Tuesday, September 13, 2022
2:00 - 4:00 PM (PDT) at Berkeley Way West 4500 and on Zoom
Open to all GSE faculty, students, community. Send email to email@example.com to request a zoom link.
About the session:
For the past several years, members of the BEAR Center have collaborated with the National Math and Science Initiative (NMSI) to develop exemplar tests of college readiness in STEM areas. At present, these include tests of Problem Solving with Mathematics (algebraic skills), Data-based Decision Making (statistical skills), and Computational Thinking (primarily computer science skills and principles). During this seminar, we will present more information about each of the three areas, including the constructs making up each area, and show examples of our work in each area in terms of item development, scoring and analysis, and standard setting.

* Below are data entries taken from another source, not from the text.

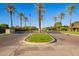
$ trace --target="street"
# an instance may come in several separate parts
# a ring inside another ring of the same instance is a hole
[[[74,56],[79,55],[79,36],[49,33],[57,42],[46,44],[21,44],[28,33],[0,37],[0,55],[9,56]]]

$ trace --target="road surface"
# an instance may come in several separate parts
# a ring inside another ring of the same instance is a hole
[[[46,44],[19,43],[28,34],[16,34],[0,39],[0,55],[14,56],[79,56],[79,36],[49,33],[57,42]]]

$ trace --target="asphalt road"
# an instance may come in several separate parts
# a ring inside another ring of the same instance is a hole
[[[0,55],[14,56],[79,56],[79,36],[49,33],[57,42],[48,44],[21,44],[28,33],[0,37]]]

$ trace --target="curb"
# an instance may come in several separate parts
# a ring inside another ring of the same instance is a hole
[[[70,33],[64,33],[64,32],[61,32],[61,33],[63,33],[63,34],[68,34],[68,35],[79,36],[79,35],[77,35],[77,34],[70,34]]]

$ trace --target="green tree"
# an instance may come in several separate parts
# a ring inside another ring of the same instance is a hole
[[[24,16],[24,22],[25,22],[25,27],[26,27],[26,21],[27,21],[27,17]]]
[[[56,30],[59,31],[62,24],[61,24],[61,22],[56,22],[55,26],[56,26]]]
[[[37,4],[37,11],[38,11],[38,22],[39,22],[39,29],[38,31],[41,33],[41,21],[42,21],[42,12],[44,11],[44,7],[42,4],[38,3]]]
[[[72,13],[75,10],[75,5],[70,4],[67,9],[68,9],[68,13],[70,15],[70,30],[71,30],[72,29],[72,26],[71,26],[71,22],[72,22],[71,16],[72,16]]]
[[[64,13],[60,13],[58,17],[60,18],[60,23],[62,27],[62,19],[64,18]],[[61,27],[60,27],[60,31],[61,31]]]
[[[8,4],[6,7],[6,10],[9,12],[10,20],[11,20],[11,27],[13,27],[12,15],[13,15],[13,11],[15,10],[15,7],[12,4]]]
[[[57,17],[54,17],[53,20],[55,21],[54,26],[55,26],[55,29],[56,29],[56,25],[55,24],[56,24],[56,21],[57,21]]]
[[[22,20],[23,20],[24,14],[19,13],[18,15],[19,15],[19,18],[20,18],[20,27],[22,28]]]

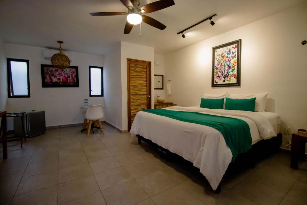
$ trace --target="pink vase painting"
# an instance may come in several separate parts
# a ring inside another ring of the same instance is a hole
[[[74,78],[73,76],[72,75],[70,76],[70,77],[69,78],[69,82],[71,83],[74,83],[75,81],[76,80],[75,80],[75,78]]]
[[[65,75],[65,72],[64,72],[64,76],[62,78],[62,81],[63,83],[67,83],[68,81],[68,78]]]
[[[50,74],[48,75],[48,77],[47,77],[47,83],[51,83],[53,81],[52,79],[52,78],[50,76]]]
[[[41,64],[41,80],[43,88],[78,88],[78,67],[70,66],[63,69],[51,65]]]

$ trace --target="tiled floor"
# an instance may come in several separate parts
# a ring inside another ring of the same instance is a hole
[[[22,148],[10,143],[0,204],[307,204],[307,162],[296,170],[289,155],[271,156],[223,179],[217,195],[197,170],[104,127],[104,136],[73,127],[47,130]]]

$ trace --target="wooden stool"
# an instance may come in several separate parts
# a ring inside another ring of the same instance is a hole
[[[305,144],[307,143],[307,132],[299,129],[295,134],[292,134],[291,143],[291,161],[290,167],[297,169],[298,160],[305,160]]]

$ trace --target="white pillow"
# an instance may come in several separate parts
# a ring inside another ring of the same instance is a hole
[[[234,99],[248,99],[256,97],[255,112],[264,112],[266,104],[266,98],[268,93],[264,93],[254,95],[229,94],[229,98]]]
[[[203,98],[208,99],[220,99],[228,97],[229,96],[228,91],[221,94],[207,94],[204,93],[204,95],[203,96]]]

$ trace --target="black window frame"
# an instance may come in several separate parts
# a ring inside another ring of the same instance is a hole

Richard Brown is Research Scientist/Principal Investigator with the National Math and Science Initiative (NMSI). He has led the NMSI efforts in the CR4CR project since its inception. He received his Ph.D. in Advanced Quantitative Methodology from UCLA. His research interests include item response modeling, psychometrics, assessment development, and program evaluation.
Yukie Toyama is a researcher at the BEAR center. Her research interest lies in the use of learning progressions and item response models to improve student learning in literacy and STEM fields. She earned her PhD at UC Berkeley in 2019 and has been managing the critical reasoning for college readiness (CR4CR) project. Prior to her PhD training, she worked on a various evaluation and assessment development projects leveraging educational technology at SRI International.

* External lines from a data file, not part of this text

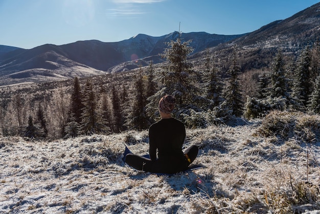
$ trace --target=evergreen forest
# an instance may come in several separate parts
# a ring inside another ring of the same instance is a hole
[[[0,134],[50,140],[145,130],[159,119],[158,102],[166,94],[177,100],[173,116],[190,129],[245,122],[275,110],[320,113],[318,41],[296,57],[278,50],[266,68],[249,70],[239,60],[240,47],[233,47],[227,63],[209,50],[195,61],[192,41],[182,41],[167,44],[165,63],[0,87]]]

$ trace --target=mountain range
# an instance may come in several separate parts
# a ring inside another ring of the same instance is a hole
[[[248,70],[267,67],[279,48],[296,56],[305,46],[318,39],[319,33],[320,3],[251,33],[223,35],[193,32],[182,33],[181,38],[192,40],[194,51],[190,58],[193,59],[203,58],[209,50],[227,62],[230,49],[237,45],[243,52],[241,66]],[[0,85],[128,71],[151,60],[154,63],[162,62],[159,54],[178,36],[177,32],[159,37],[138,34],[116,42],[78,41],[31,49],[0,46]]]

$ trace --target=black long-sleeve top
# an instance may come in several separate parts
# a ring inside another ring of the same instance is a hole
[[[186,138],[186,128],[180,121],[174,118],[162,119],[149,129],[149,154],[152,161],[172,158],[184,159],[182,151]],[[180,162],[180,161],[179,161]],[[174,163],[173,163],[173,164]]]

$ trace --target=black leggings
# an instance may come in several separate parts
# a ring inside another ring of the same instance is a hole
[[[157,159],[152,161],[147,157],[133,154],[126,156],[125,162],[136,169],[153,173],[174,174],[187,169],[198,155],[198,146],[192,145],[186,149],[184,160],[177,160],[175,157],[166,160]]]

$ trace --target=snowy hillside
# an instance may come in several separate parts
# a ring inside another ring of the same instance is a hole
[[[187,130],[185,146],[199,146],[195,163],[205,167],[173,176],[124,165],[124,143],[147,153],[147,131],[43,142],[2,137],[0,212],[319,213],[320,142],[301,143],[299,133],[263,137],[262,126]]]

Rich Patz is an educator, researcher and consultant who specializes in educational assessment and statistics. He has held numerous scientific and executive positions in the educational testing industry, and he has held visiting scholar appointments at several leading universities. He currently serves as a Distinguished Research Advisor at the BEAR Center and also teaches mathematics in UC Berkeley’s Fall Program for Freshmen. Rich earned his masters and Ph.D. degrees in statistics from Carnegie Mellon University, and a bachelor’s degree in mathematics from Grinnell College. A former high school math teacher, Rich’s scholarship has focused on quantitative methods in the social sciences, and methodological and applied research in educational testing and measurement.

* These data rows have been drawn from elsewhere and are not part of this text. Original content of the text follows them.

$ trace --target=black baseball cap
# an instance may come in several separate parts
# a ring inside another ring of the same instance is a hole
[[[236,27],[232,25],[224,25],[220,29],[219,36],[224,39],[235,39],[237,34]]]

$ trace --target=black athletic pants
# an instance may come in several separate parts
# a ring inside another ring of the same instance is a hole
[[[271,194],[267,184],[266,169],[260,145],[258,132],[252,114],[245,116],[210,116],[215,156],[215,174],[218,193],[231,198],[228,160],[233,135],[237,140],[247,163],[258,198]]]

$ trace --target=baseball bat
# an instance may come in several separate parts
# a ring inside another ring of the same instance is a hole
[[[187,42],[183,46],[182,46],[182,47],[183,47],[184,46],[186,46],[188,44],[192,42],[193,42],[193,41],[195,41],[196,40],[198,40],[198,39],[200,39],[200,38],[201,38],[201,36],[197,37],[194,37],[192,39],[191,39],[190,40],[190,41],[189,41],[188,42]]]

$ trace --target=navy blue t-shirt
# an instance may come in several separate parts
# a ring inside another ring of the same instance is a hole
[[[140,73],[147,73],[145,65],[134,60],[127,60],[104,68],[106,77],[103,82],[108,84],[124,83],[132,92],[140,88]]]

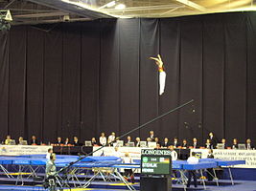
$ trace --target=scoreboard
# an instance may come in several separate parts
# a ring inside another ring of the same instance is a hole
[[[166,149],[142,149],[141,174],[145,175],[171,175],[171,151]]]

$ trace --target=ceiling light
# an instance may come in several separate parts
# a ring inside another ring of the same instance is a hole
[[[118,4],[116,7],[115,7],[115,10],[125,10],[126,9],[126,5],[125,4]]]
[[[105,5],[106,8],[111,8],[116,5],[116,1],[111,1],[108,4]]]
[[[115,5],[116,5],[116,1],[110,1],[109,3],[100,7],[99,9],[111,8],[111,7],[114,7]]]

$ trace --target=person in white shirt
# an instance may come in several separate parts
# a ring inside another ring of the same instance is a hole
[[[102,133],[101,134],[101,137],[100,137],[100,144],[102,146],[105,146],[106,144],[106,138],[105,137],[105,133]]]
[[[111,145],[113,145],[113,141],[115,140],[115,138],[116,138],[116,134],[115,132],[112,132],[111,135],[108,136],[107,142],[108,143],[112,142]]]
[[[123,158],[123,161],[124,163],[132,163],[132,159],[131,158],[129,157],[128,153],[126,153],[125,154],[125,157]],[[130,180],[131,180],[131,183],[134,183],[135,180],[134,180],[134,173],[132,171],[132,169],[125,169],[125,172],[124,172],[124,178],[128,180],[128,177],[130,177]]]
[[[136,147],[140,147],[140,138],[136,138]]]
[[[150,138],[151,139],[151,141],[154,141],[153,131],[150,131]]]
[[[116,146],[116,147],[114,148],[113,156],[115,156],[115,157],[117,157],[117,158],[120,158],[120,157],[121,157],[121,153],[120,153],[120,151],[119,151],[118,146]]]
[[[49,160],[52,154],[53,154],[53,149],[52,148],[48,149],[48,153],[46,154],[46,159]]]
[[[131,142],[131,138],[130,138],[130,136],[128,137],[128,141],[127,141],[127,143],[126,143],[126,146],[128,146],[129,142]]]
[[[197,138],[193,138],[193,145],[192,146],[193,146],[194,149],[198,148]]]
[[[176,160],[176,159],[177,159],[177,153],[176,153],[176,151],[175,150],[174,145],[170,145],[170,146],[169,146],[169,149],[170,149],[170,151],[171,151],[172,160]]]
[[[250,140],[250,138],[247,138],[247,139],[246,139],[246,149],[247,149],[247,150],[254,149],[254,146],[251,144],[251,140]]]
[[[192,152],[191,157],[189,157],[189,159],[187,159],[187,162],[189,164],[198,164],[199,162],[199,159],[198,158],[196,158],[196,153],[195,152]],[[189,170],[188,173],[189,173],[189,176],[188,176],[187,187],[188,188],[190,187],[191,178],[192,177],[194,179],[195,187],[198,187],[198,180],[197,180],[196,171],[195,170]]]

Karen Draney is the Co-Director of the BEAR Center, and an adjunct professor in the Berkeley School of Education. She teaches courses in introductory data analysis, and standardized testing issues in US schools. She received her PhD in Education from UC Berkeley in 1996. Her current research interests include the development of both formative and summative assessments based on constructs and learning progressions, and that provide useful information to teachers, parents, and schools. She has worked at the BEAR Center since its inception.
Perman Gochyyev is a behavioral statistician at the Graduate School of Education, University of California, Berkeley, and at the Berkeley Evaluation and Assessment Research (BEAR) Center. His research areas include latent variable modeling, causal inference, and evaluation.